Take what is happening in North Kansas City, Mo. This suburb, surrounded by the larger Midwest area, has a 2013 population of 4,319, smaller than most of the cities near me in Gwinnett County, Ga. It’s relatively small, only 4.63 square miles, and two miles from downtown Kansas City. There’s a casino in town, and the biggest employers is Cerner, a major health care giant founded in North Kansas City.
The issue that has people in North Kansas City talking is food trucks.
Some enjoy the variety of food that the food trucks offer.
Others don’t care for them, citing these trucks for taking away dollars from established restaurants in the town.
One way of putting it might be: “tradition vs. trend” or “free market vs. fair play.”
All across the nation, a debate is going on in built-up areas, as operators of food trucks look for population centers that they think offer them better opportunity to seek such areas. Many food trucks offer non-traditional fare, with distinctive tastes.
Meanwhile, operators of established food restaurants, some of them on shaky financial ground, see these trucks parked on city streets as nothing but strong and unfair competition, and have to battle them for the customer’s food dollar.
Many food trucks once (and many still do) serve customers in far-flung work sites, showing up at break times, or even for lunch, and do a brisk trade. They cater to construction sites, in particular, making it easy for that site’s workers to get a snack or even a meal, and not wander far from the site for a break or lunch, while snacking relatively quickly. Employers on such sites welcome them.
It gets to be another matter, however, when these trucks park in the middle of towns on the city streets, and compete with permanent businesses. Those favoring food trucks cite their distinctive taste in food, sometimes offering atypical fare compared to traditional restaurants. Detractors say that food trucks have lower costs in that they do not have to support an overhead of running a traditional restaurant, making a food truck parked outside unfair competition.

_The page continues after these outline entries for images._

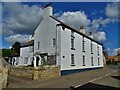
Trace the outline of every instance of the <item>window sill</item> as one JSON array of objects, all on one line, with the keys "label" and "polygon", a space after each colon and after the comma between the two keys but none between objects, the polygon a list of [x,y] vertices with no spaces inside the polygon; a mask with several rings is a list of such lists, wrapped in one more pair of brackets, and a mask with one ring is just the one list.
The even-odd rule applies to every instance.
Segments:
[{"label": "window sill", "polygon": [[75,48],[71,48],[71,50],[75,50]]},{"label": "window sill", "polygon": [[85,52],[85,51],[83,51],[83,52]]},{"label": "window sill", "polygon": [[71,36],[72,38],[75,38],[74,36]]},{"label": "window sill", "polygon": [[71,66],[75,66],[75,64],[72,64]]}]

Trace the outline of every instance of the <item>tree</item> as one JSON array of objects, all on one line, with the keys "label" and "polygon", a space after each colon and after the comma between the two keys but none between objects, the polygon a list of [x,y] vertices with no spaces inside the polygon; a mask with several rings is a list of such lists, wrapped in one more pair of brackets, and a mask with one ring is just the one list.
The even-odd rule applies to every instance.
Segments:
[{"label": "tree", "polygon": [[2,57],[9,57],[12,55],[12,50],[10,49],[2,49]]},{"label": "tree", "polygon": [[20,54],[20,47],[21,47],[21,44],[19,42],[14,43],[14,45],[12,46],[13,55]]}]

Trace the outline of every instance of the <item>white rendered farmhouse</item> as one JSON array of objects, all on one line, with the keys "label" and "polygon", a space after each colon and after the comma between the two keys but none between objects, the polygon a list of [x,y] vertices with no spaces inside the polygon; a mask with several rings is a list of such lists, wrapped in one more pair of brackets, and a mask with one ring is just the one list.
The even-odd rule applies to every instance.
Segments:
[{"label": "white rendered farmhouse", "polygon": [[[30,55],[34,57],[34,66],[44,65],[46,61],[49,65],[60,66],[62,75],[103,67],[102,44],[92,35],[86,36],[83,26],[75,30],[52,15],[53,8],[46,6],[34,32],[33,55]],[[28,56],[23,50],[20,57]]]}]

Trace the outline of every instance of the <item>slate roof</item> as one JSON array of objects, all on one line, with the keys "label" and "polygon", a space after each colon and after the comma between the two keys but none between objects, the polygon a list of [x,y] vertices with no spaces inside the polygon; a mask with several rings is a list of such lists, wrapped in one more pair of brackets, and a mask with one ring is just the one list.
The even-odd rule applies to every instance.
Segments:
[{"label": "slate roof", "polygon": [[65,24],[64,22],[62,22],[62,21],[56,19],[55,17],[53,17],[53,16],[50,16],[50,17],[53,18],[54,20],[58,21],[58,22],[59,22],[62,26],[64,26],[65,28],[68,28],[68,29],[74,31],[74,32],[76,32],[76,33],[78,33],[78,34],[80,34],[80,35],[82,35],[82,36],[84,36],[84,37],[90,39],[91,41],[94,41],[94,42],[96,42],[96,43],[98,43],[98,44],[100,44],[100,45],[103,45],[102,43],[100,43],[100,42],[98,42],[98,41],[96,41],[96,40],[90,38],[89,36],[85,35],[84,33],[79,32],[78,30],[74,29],[73,27],[71,27],[71,26]]}]

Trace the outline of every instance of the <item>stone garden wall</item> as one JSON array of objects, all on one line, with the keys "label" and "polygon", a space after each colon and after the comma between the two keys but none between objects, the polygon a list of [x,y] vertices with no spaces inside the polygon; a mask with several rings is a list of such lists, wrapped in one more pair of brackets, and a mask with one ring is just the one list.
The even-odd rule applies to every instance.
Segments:
[{"label": "stone garden wall", "polygon": [[[33,67],[15,67],[12,66],[10,69],[10,74],[20,77],[33,79],[34,68]],[[58,77],[60,75],[60,67],[43,67],[39,68],[39,79],[48,79]]]}]

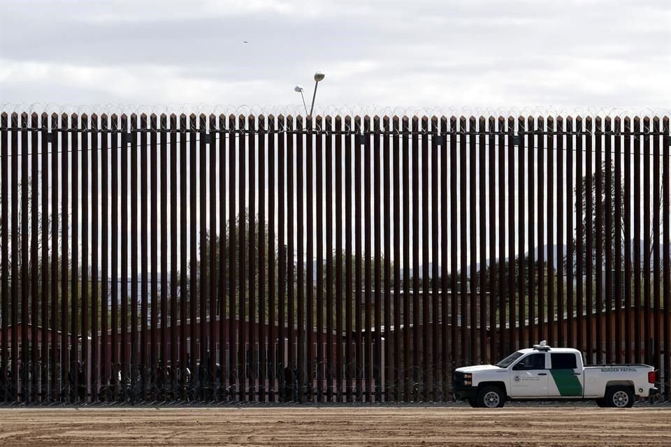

In recent months in Gwinnett, there seems to be a growing cadre of food trucks not just showing up for weekend fairs, but having a set time to visit many of the cities on the country on a regular basis. Some cities almost go overboard to welcome these trucks as an amenity for their citizens. The area’s restaurant owners do not agree.
Some people want to have a “dining experience” when they choose to dress up to go out to eat, and spend money by having someone else prepare the food, even up to white tablecloths, distinctive wines, and possibly some music in the background.
Others would just as soon “grab a bite” when ordering to a food truck window. They don’t mind either standing up to eat, or moving to a nearby park concrete picnic table for their leisure eating. They never even think of white tablecloths.
In Gwinnett, we suspect we’ll start hearing more, pro and con, of this relatively small but consequential issue of food trucks. After all, if it’s happening in middle America in North Kansas City, Mo., it’s probably a concern for just about all of our vast country.